How Many COVID Shots Do You Need If You Are Immunocompromised?
The CDC clarified one ambiguity in its recent recommendation for booster vaccinations for COVID-19 : if you received a third vaccine from one of the mRNA vaccines because you have a weakened immune system, that third vaccine does not count as your booster shot. You can still get a booster if you fall into one of the categories for which boosters are recommended, and this will be your fourth shot. The clarification was published in the update of the clinical guidelines for COVID-19 vaccines .
(There is still no specific recommendation for immunocompromised people who have received the Johnson & Johnson vaccine, but everyone who has received this vaccine is advised to receive a booster dose if at least two months have passed since the first dose.)
So why are immunocompromised people getting four shots? Well, there are two initial doses everyone should get (three weeks apart for Pfizer, four weeks apart for Moderna), but it turns out that some people’s immune systems don’t respond well enough to those two doses, and a third needs to be protected. to completely take . The third dose should be given four weeks after the second.

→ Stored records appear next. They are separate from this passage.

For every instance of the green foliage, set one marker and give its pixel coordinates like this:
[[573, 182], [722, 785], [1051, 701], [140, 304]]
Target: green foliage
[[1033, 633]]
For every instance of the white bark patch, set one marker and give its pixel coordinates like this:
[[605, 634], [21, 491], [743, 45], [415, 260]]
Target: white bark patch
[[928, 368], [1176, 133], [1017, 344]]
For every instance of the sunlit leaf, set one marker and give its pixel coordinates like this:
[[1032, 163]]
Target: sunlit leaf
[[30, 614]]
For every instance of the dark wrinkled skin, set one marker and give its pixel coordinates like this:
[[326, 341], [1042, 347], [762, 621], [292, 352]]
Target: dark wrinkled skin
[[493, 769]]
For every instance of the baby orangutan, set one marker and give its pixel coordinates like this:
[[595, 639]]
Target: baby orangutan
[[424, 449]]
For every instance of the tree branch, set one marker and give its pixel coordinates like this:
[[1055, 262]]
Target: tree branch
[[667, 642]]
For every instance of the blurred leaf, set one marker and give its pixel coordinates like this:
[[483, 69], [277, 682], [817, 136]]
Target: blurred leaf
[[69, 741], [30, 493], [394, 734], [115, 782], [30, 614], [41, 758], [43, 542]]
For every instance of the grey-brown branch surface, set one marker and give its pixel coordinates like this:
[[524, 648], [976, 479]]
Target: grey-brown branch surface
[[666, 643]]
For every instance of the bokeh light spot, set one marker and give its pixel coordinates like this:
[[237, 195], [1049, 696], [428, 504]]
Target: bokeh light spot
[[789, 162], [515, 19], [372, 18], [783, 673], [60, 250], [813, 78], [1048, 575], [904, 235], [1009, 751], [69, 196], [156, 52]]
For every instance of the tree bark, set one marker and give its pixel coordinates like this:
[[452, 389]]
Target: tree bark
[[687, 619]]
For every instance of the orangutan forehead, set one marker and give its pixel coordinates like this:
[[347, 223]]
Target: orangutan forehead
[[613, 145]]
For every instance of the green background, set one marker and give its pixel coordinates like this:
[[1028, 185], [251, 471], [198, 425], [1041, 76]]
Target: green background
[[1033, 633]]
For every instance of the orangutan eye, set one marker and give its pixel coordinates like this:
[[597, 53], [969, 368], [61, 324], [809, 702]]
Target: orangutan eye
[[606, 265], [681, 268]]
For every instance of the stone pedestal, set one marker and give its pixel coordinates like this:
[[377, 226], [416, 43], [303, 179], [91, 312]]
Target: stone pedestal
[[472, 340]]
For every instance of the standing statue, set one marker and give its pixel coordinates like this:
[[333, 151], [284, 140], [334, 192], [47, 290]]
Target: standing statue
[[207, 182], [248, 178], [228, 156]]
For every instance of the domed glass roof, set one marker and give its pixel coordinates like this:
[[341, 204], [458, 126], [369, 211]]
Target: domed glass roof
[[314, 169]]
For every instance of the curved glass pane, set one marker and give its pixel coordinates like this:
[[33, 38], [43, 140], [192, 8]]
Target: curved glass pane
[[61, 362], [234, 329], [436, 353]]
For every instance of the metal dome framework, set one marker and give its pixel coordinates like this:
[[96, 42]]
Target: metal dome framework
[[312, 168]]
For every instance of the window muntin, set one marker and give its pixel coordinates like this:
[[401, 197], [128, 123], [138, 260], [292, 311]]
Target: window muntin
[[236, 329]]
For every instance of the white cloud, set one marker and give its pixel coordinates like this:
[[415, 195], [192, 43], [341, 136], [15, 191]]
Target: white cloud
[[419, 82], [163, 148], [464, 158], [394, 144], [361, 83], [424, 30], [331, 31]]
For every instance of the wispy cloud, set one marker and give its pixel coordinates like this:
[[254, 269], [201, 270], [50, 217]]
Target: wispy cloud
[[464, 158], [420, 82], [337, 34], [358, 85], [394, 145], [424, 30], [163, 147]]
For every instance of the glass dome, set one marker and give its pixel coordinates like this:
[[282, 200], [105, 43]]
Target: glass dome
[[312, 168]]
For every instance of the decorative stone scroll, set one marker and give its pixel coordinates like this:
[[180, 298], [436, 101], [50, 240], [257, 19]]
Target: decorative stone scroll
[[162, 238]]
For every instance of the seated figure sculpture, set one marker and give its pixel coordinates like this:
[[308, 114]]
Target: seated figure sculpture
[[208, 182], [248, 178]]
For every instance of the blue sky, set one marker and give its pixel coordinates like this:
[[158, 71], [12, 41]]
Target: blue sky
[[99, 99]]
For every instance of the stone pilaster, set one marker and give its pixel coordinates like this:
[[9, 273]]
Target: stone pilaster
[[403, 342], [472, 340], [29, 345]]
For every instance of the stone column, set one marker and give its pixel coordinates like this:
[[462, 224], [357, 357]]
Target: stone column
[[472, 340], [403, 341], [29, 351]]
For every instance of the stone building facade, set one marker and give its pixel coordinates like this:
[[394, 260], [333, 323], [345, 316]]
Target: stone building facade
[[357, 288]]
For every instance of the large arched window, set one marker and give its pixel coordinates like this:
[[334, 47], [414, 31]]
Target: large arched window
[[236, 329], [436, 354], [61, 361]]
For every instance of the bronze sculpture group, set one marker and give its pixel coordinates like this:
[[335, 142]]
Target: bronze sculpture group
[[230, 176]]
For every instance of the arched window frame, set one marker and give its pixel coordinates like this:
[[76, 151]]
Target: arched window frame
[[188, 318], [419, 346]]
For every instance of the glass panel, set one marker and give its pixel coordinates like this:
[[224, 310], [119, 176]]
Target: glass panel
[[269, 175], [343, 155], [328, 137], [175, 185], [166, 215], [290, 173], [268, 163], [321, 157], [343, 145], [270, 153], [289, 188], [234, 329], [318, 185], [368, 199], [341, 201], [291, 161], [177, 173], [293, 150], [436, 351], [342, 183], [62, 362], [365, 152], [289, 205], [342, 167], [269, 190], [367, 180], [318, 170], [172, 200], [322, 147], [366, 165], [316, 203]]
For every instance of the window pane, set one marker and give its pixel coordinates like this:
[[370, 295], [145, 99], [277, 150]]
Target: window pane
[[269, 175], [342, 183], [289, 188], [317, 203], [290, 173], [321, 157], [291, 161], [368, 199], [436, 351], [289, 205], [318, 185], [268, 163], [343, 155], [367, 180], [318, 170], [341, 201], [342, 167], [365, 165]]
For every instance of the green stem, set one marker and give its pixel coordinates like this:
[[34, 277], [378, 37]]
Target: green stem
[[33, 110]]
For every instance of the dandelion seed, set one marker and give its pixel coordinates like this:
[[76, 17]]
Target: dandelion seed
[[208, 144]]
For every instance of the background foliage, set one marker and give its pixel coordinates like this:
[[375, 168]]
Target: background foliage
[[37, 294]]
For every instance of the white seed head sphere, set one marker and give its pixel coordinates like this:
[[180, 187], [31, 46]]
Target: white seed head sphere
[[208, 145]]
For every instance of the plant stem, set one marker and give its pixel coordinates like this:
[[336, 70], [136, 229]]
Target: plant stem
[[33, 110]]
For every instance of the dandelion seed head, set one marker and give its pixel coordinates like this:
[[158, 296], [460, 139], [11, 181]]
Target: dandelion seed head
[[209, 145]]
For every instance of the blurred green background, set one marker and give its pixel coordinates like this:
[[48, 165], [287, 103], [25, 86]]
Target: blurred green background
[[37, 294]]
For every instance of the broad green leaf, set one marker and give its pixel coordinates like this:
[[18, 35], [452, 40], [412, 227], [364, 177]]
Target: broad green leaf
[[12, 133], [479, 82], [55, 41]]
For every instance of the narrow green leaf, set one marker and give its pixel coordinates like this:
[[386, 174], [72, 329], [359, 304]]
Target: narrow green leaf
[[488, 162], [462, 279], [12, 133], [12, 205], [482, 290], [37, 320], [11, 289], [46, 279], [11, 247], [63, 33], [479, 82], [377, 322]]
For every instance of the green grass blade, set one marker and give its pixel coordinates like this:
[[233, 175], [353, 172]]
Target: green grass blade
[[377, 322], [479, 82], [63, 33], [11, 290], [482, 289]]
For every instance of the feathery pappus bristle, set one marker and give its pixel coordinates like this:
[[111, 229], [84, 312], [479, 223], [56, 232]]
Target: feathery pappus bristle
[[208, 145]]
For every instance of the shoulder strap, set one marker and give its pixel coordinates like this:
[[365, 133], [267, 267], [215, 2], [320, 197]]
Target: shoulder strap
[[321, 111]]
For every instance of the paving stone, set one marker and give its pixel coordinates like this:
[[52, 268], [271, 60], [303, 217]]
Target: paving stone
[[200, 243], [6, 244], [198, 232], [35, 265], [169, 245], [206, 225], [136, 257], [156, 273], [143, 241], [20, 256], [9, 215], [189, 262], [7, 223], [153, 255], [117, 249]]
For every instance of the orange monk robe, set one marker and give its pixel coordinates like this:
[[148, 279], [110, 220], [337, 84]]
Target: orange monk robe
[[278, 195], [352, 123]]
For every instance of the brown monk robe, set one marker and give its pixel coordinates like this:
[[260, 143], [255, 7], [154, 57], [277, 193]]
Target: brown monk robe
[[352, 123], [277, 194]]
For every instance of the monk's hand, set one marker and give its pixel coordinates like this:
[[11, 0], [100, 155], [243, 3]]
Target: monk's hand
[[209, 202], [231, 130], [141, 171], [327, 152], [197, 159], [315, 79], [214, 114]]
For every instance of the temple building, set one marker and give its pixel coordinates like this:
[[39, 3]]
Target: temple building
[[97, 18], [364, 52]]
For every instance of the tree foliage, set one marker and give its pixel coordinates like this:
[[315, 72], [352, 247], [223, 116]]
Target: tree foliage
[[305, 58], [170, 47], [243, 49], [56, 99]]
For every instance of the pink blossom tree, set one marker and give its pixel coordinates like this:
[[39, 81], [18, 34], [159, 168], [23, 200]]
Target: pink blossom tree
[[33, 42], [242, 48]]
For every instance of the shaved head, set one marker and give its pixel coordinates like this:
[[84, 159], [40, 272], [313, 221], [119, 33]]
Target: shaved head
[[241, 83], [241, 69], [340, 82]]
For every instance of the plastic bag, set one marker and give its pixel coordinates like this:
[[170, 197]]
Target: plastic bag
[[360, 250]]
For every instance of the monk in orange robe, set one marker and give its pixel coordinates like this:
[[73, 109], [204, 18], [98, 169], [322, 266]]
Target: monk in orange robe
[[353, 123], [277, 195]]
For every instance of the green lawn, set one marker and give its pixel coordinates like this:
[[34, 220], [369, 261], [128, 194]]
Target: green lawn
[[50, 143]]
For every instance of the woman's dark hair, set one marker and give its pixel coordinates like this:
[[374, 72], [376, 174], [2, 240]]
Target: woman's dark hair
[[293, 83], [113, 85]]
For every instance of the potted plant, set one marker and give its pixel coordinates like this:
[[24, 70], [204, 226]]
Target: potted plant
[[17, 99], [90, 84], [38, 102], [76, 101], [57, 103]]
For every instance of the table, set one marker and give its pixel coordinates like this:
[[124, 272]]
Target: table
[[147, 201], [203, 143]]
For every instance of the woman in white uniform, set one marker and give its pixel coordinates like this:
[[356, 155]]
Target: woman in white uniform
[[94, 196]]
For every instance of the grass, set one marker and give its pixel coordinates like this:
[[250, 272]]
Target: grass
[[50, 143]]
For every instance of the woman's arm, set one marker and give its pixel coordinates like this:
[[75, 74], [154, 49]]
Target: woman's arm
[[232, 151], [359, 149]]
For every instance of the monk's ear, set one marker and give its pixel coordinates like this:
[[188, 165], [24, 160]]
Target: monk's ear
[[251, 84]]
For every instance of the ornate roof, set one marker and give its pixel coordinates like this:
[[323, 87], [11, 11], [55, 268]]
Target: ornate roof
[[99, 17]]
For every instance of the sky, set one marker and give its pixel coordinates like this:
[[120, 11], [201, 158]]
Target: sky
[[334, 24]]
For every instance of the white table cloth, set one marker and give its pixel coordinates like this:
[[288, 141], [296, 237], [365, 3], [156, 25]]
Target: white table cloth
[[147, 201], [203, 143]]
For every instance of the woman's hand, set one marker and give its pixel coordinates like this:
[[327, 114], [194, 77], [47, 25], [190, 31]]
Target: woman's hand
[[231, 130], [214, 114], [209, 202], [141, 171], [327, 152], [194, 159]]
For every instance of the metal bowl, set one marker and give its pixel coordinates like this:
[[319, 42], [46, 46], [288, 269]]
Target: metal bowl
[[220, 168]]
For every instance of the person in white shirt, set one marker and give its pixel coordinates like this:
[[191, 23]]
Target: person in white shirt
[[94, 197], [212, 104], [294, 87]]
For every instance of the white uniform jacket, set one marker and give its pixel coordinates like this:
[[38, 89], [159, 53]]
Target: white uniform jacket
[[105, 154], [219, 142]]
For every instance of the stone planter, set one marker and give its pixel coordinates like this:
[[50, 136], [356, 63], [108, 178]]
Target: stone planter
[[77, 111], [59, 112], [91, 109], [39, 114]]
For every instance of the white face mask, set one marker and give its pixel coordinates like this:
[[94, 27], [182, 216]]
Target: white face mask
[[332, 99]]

People with cancer and people who have had organ transplants are likely to need a third shot, but this option is open to anyone with “moderate to severe” immunodeficiency. This includes people with primary immunodeficiency or on medications that suppress the immune system. The CDC has more information on who needs the third dose and why .
After you have received three doses, your “primary series” is complete and any future vaccinations will count as a booster. We have an explanation for what exactly defines a booster, although in all fairness it may not have been easy for regulators to decide which is which – the third dose for immunocompromised people is called the “additional” dose, not the dose. booster. However, in terms of vaccination requirements from your employer or organization, you will still be considered “fully vaccinated” after the second dose, like everyone else.